A prendere parola in questo libro è un soggetto plurale e aperto, che passa da una donna migrante accampata al confine tra Serbia e Croazia, agli alberi, ad antiche statuette votive, seguendo le trame di un migrare e di un trasmigrare che appartengono a ogni vivente, agli umani come alle pietre. Al centro delle sue otto sezioni c’è uno dei tanti naufragi che hanno fatto del nostro Mediterraneo un’urna d’acqua. Questa sequenza giunge come increspando appena un apparente idillio marino: abbandonando il proprio peso alla superficie del mare, facendo come si dice “il morto” – mentre a diverse leghe, altri lo sono.
il morto si può fare: braccia aperte
per chiglia la colonna, niente
nella mente, un moto
come un ricordo d’acqua.
*
tutti nella stiva premendo
per un’altra vita l’aria
come una madre manca.
Lotta di gambe e di braccia
–non svuoteranno il mare.
Richiusa in bara la barca discende.
Affondano uomini e donne con la storia del loro viaggio, delle difficoltà affrontate, delle infinite peripezie. Eroi non riconosciuti, perché il cerchio è spezzato: non c’è ritorno a casa, nella propria lingua, tra la propria gente ma, quando l’approdo avviene, una lenta e difficile assimilazione a una cultura estranea, di cui saranno ai margini.

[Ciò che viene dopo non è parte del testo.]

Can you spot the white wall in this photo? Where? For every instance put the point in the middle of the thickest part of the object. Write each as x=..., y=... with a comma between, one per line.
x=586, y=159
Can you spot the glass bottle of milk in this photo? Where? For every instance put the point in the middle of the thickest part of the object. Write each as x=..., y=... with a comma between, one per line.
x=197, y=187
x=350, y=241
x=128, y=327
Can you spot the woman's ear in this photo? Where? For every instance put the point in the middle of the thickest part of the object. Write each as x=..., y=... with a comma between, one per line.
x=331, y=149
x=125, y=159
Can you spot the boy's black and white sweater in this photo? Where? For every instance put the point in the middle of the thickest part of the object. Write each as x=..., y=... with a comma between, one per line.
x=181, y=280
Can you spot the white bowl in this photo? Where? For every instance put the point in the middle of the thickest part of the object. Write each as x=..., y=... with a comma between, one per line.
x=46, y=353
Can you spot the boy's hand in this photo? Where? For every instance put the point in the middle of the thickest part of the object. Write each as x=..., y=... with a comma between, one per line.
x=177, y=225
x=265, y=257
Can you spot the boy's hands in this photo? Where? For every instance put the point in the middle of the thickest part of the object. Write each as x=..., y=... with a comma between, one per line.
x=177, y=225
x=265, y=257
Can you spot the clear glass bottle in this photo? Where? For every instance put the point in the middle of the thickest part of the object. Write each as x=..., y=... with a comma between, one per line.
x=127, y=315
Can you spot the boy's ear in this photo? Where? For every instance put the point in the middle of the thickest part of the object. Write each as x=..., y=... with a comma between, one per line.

Tre volte il fé girar con tutte l’acque;
a la quarta levar la poppa in suso
e la prora ire in giù, com’altrui piacque,
infin che ‘l mar fu sovra noi richiuso.
Questi versi che concludono il XXVI canto dell’Inferno li rileggo oggi come partecipando a delle esequie anonime, collettive. In questo lento procedere verso il fondo, in una sorta di ritualità scandita che accompagna qualcosa che sta avvenendo senza possibilità di ritorno, mentre inesorabile si richiude la superficie del mare, mi sembra di vedere chiudersi, allontanandosi come dietro uno schermo, la superficie della Terra. La forza generativa della poesia mi sembra concentrarsi, nell’ultimo verso del canto, in quel «noi» che è ancora possibile pronunciare, da una stanza come da una barca che affonda.